The cool thing about some of these developing open standards identity solutions is the surfer never gives information to the adult site at all... in fact, other than for chargeback reasons, the surfer would never even have to give the information to the billing provider. The idea is there is a trusted third party (similar to domain registrars for the domain name system) that verifies the identity of the surfer, and that trusted party authenticates the fact that the surfer is of age, and if payment processing is required, potentially the third party can actually facilitate providing the card info to CCBill, without even CCBill knowing the identity of the surfer.
There would be multiple identity registrars and a common DNS-like registry that would point to the responsible registrar for a given person's identity verification.

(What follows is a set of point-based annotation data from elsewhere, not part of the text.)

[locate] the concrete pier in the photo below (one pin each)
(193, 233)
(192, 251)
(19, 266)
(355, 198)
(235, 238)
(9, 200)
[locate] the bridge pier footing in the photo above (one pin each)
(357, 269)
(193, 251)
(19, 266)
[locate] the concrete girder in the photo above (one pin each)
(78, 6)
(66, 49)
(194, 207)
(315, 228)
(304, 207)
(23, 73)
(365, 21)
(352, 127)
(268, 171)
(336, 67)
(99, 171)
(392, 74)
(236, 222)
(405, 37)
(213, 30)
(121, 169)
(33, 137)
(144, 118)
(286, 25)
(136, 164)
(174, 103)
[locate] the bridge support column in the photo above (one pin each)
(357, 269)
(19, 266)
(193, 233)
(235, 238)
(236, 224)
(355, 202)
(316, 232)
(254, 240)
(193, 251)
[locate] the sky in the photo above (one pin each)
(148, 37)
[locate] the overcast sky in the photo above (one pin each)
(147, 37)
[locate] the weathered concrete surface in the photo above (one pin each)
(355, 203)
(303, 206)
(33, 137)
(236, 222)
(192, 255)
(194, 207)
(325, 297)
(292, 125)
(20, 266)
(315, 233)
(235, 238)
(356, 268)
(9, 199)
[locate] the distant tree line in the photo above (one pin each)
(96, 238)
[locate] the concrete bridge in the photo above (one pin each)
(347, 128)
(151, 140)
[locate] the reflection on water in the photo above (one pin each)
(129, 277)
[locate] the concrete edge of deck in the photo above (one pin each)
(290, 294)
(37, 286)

I don't understand all the ins and outs, but it sounds like a very solid system that can't be monopolized by one company (which is why Microsoft Passport was such a flop) and since the registrar is bonded and accredited by a standards body, there's a degree of trust that isn't there if the info is just given to some random adult site.
The end-to-end solution doesn't exist yet, but all of the pieces are there, and the identity verification functions potentially work for almost all of Europe, the US and Canada. I'm hoping that some of the vendors working on the technology will be able to convince Epoch or CCBill to invest in making this possible, I think it would be an excellent self-regulation move by the industry, and serve the needs of helping to keep underage surfers out as well as reducing fraud.